You sit there wondering whether you went wrong. Replaying all the decisions. I mean surely you messed up. “But THIS badly, Lord?! I mean, I don’t want to compare, but how can I not when you look at so-and-so?!”
And at some point you just give up and try to forget about all those dreams. You try to learn to live a simple life in the prision you feel like you’ve failed to break out of no matter how hard you’ve tried. You feel like at best you can muster up the motivation to go through the motions some days. But it’s too painful to hope anymore.

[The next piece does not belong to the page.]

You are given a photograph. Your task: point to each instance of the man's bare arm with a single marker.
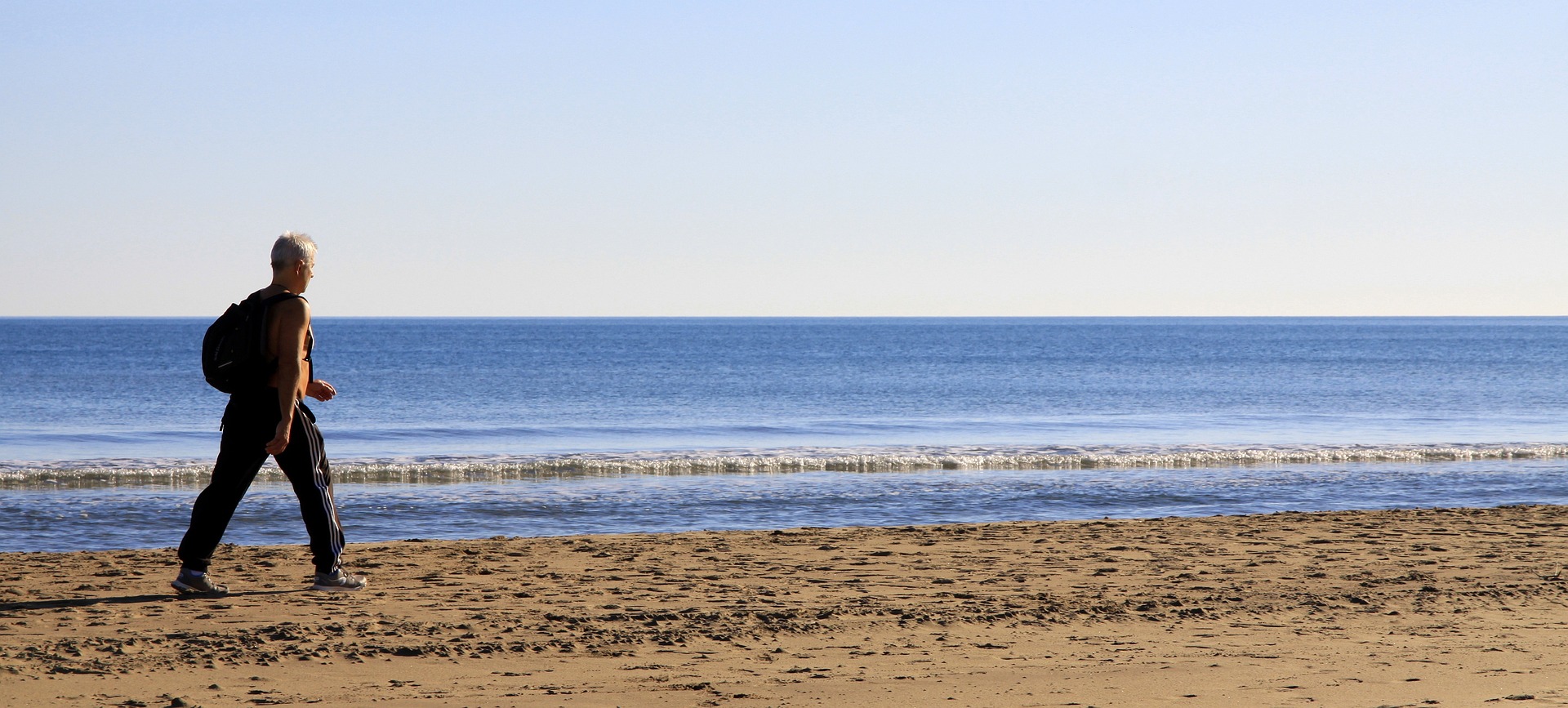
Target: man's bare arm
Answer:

And then one day, even in this state, God says it is time for Trinity to redeem even those private points of pain that are too raw to share with anyone anymore. Maybe you’ve even minimized them in your efforts to move on. But Holy Spirit sees. Holy Spirit knows. Holy Spirit is not content leaving any part of your heart broken. Holy Spirit takes whatever time is needed to get close to our great sadnesses. To delicately place them in Their hand. To not only help us move on but to redeem that which was lost along the way.
That’s what happened with Joseph. He probably doubted himself so much. He was probably done for the most part. I imagine. And God says, ‘Not only am I going to get you out of this prison, but I am going to restore all that was lost to you. Publicly! Your shame will be no more. You will not have all these people looking down on you ever again. And I’m going to redeem dreams – the very thing that seemed to lead you into this.”
Now that’s a God I can trust!
What is God redeeming in our lives? We want deliverance and relief, but what deep healing could Trinity also be up to? What is that Achilles heel in us that we’ve lived with so long that we have considered it something that will never leave us? That place where our best intellectual efforts haven’t been able to speak to our wounded hearts? Maybe the place where deep down we can’t see anything other than God failed us. Or that we failed ourselves or others beyond repair? I don’t think Trinity is content with leaving us alone with any of that darkness. All of you, all of us, will be redeemed, is being redeemed.
Now therefore, give me my mountain. As Peter said, wash all of me, Lord. I don’t want to let go until You bless me.